Research talk:Monthly anonymous edits (2011)

From Meta, a Wikimedia project coordination wiki
Jump to navigation Jump to search


This research makes some assumptions about quality and number of edits. On criteria ranging from speed at which vandalism gets reverted to the number of unreferenced Biographies of living People and the number of typos the average quality of the pedia has been rising. Arguably this is crowding out new editors who are less likely to come across the typo or vandalism that in previous years would have been the error that lured them into editing. As for the number of edits needed to maintain quality due to change in the real world, my suspicion is that this is a tiny faction of the amout of editing that the pedia currently receives. at an editing arte of circa 10 million edits per 50 days the 3.6 million Wikipedia articles will benefit from an average of 9 or 10 edits per annum (though many of these will be to talkpages etc). Maintaining the existing quality level by updating articles as people die, elections happen and popular culture evolves is a small subset of those edits - maintaing quality by reverting vandalsim is probably much larger subset of the editing. WereSpielChequers 16:37, 29 June 2011 (UTC)Reply[reply]
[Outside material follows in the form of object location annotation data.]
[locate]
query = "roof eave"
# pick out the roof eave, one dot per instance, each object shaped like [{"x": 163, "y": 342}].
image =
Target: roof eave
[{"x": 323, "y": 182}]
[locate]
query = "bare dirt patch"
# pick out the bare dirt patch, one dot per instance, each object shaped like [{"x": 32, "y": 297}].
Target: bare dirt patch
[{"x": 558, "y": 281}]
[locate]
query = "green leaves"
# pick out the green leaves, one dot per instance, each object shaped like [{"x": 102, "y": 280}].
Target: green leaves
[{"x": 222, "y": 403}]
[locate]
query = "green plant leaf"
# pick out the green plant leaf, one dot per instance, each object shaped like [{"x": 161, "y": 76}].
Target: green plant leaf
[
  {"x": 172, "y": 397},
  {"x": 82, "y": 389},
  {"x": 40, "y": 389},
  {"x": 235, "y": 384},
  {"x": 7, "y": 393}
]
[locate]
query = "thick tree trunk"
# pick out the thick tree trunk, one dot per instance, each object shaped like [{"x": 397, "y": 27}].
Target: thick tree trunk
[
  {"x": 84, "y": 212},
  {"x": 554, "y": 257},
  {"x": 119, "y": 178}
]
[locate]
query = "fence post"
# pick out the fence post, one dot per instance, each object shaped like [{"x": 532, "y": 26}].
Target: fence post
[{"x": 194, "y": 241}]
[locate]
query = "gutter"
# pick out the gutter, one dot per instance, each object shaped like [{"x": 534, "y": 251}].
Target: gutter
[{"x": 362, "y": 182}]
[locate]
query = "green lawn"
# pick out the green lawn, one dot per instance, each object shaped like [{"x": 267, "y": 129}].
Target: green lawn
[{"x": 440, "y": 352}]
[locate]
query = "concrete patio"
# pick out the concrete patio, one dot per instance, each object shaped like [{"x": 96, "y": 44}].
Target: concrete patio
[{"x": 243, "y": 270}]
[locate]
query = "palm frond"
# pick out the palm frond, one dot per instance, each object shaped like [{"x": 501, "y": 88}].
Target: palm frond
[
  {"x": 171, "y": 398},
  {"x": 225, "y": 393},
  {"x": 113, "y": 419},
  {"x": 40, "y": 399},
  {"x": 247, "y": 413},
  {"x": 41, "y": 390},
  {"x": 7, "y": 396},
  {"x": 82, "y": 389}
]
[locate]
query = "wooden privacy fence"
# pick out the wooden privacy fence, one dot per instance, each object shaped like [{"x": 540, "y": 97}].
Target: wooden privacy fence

I agree with your supposition that large revisions by IP editors are frequently vandalism. Small scale revisions can also be as minimal as removing the l from public in descriptions such as "public school". Analysing IP edits by frequently edited articles will almsot certainly result in an odd anomaly amonst some of our more popular pages as these will include some of the articles that are semiprotected - stopping IPs and new accounts from editing them. WereSpielChequers 17:18, 29 June 2011 (UTC)Reply[reply]


There are a number of reasons that could explain the fall in IP editing, these include:

  1. Since IPs lost the right to create new articles there has been a drift from IP editing to logged in editing
  2. Many millions of IP addresses have now been blocked so users of those IPs need to log in.
  3. There is a theory that IP editing is a stage that new editors go through before they create accounts, so a decline in IP editing fits in with the general decline in Newbies.
  4. There is a theory that vandalism and typos encourage readers to edit and fix things. As AWB users deal with most typos, and anti vandal bots revert most vandalism pretty much in realtime so our readers are being crowded out from making such minor fixes.
  5. The increased efficacy of the edit filters is believed to be preventing much of the vandalism that would otherwise have occurred.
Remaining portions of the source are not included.